Do you want to manufacture it? You may instead form the shape of your choice using flexible thin film cells, but beware that an inherent shading will result from the cylinder shape. The known effects of temperature on cell performance can be assessed by controlling the temperature of a regular cell.
If you want to study the effect of temperature on the efficiency of solar cells and only the effect of temperature on the efficiency, then all other factors that can influence the efficiency measurement have to be stabilized as good as possible in order to minimize their influence -- because otherwise you would have to be in doubt that the observed behavior is due to the temperature variation only.
Reliable efficiency measurements are really tricky, because the illumination has to be very homogeneous in order to avoid internal balancing currents that would lower the efficiency. Since this is not easy to acheive for flat solar cells already, what do you expect this effort to be like for solar cells in the form of a hollow cylinder?
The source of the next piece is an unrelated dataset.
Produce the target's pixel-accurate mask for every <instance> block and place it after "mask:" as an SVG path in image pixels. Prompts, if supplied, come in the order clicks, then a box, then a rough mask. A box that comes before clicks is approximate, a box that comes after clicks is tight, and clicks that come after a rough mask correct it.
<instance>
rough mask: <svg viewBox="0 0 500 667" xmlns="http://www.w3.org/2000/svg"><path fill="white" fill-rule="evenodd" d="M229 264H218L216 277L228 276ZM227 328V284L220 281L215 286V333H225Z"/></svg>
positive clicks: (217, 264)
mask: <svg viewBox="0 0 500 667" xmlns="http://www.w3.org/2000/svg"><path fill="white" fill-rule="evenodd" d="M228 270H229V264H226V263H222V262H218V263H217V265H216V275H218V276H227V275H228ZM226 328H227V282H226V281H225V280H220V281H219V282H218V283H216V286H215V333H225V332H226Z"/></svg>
Solyndra is now churning out copper-indium-gallium-selenide (CIGS) thin-film solar cells, wrapped into a cylindrical shape and encased in glass. This design not only seals out moisture but allows the glass to act as a sunlight concentrator, funneling photons onto the thin film, according to Gronet. He says the Fremont plant, which opened in the spring, will ultimately be capable of producing 110 megawatts worth of solar cylinders annually.
The company says that the solar cylinders—paired with a roof painted white to better reflect sunlight—can collect 20 percent more sunshine than their conventional flat counterparts. The estimate is based on 50 kilowatts worth of the tubular cells that the company installed on its own roof.
As it stands, Solyndra's CIGS solar cells convert as much as 14 percent of the sunlight that hits them to electricity and, all told, Gronet expects that a Solyndra system will deliver twice as many kilowatt-hours of electricity from a given rooftop.